Por unos años, el nacionalismo se deja expresar ya no sólo por una estética de excepcionalidad (la Escuela Mexicana de Pintura, la novela de la Revolución mexicana, la obra de Carlos Chávez y Silvestre Revueltas, la Escuela Mexicana de la Danza, etc.), sino por la extraordinaria codificación verbal de Paz, que se interna en las teorías fatalistas de nuestra historia, y las trasciende con método que mucho le debe a las iluminaciones poéticas. Ya en gran medida inaceptable por sus fantasías risibles y sus cerrazones, y arrinconado por la integración económica con Norteamérica, el nacionalismo se concentra y se despide con El laberinto de la soledad, que le da nombre de “soledad abierta” a la demolición de los muros internos. Este es el epitafio más lacónico y expresivo del nacionalismo: “Somos, por primera vez en nuestra historia, contemporáneos de todos los hombres.” Es decir, ya abandonamos el pasado perpetuo amenizado por batallas y peregrinaciones a San Juan de los Lagos; es decir, nuestro presente no está regido por el sedentarismo espiritual.
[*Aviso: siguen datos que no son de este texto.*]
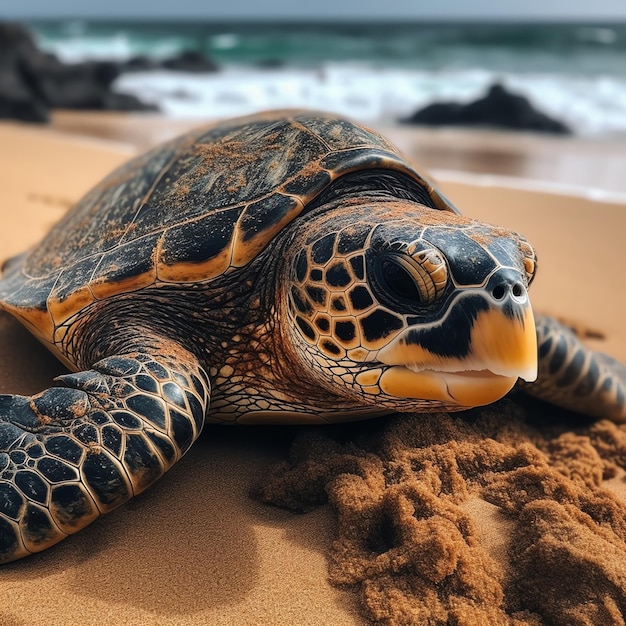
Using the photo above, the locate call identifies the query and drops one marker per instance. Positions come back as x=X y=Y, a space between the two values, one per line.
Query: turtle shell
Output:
x=189 y=209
          En 1950, un libro anuncia el fin del aislamiento y del aislacionismo de la cultura mexicana. Si la “soledad” anunciada por Paz es fruto de la psicología de los mexicanos, de una demografía bastante menos abigarrada que la actual, o de los modos operativos de la historia, es asunto a debatir. Lo innegable es el éxito de su demanda (la liquidación del nacionalismo cultural en medio de la mística nacionalista aún viva), y de su exhortación a la apertura industrial, informativa, artística, que, sin prisa alguna, va de la minoría a las mayorías. El laberinto… anticipa el traslado de la singularidad al ejercicio de lo diverso, y describe la modernidad como desatadura. Y este nivel del libro (quizás el menos frecuentado gracias al ánimo turístico de extranjeros y nacionales que usa a El laberinto… para entenderse con el México de los signos cósmicos y las festividades como el Día de Muertos) resulta el más actual ahora, en un país ya no tan culturalmente periférico y ya no tan dependiente de las mitologías. El laberinto de la soledad no es una profecía, es algo aún más anticipatorio: la comprobación magistral del fin de las interpretaciones subordinadas de una sociedad.



NOTAS

[1]Correspondencia Alfonso Reyes—Octavio Paz (1939-1959), Edición de Anthony Stanton, México, Fundación Octavio Paz / Fondo de Cultura Económica, 1998.

[2] Pasión crítica, México, Seix Barral, 1985.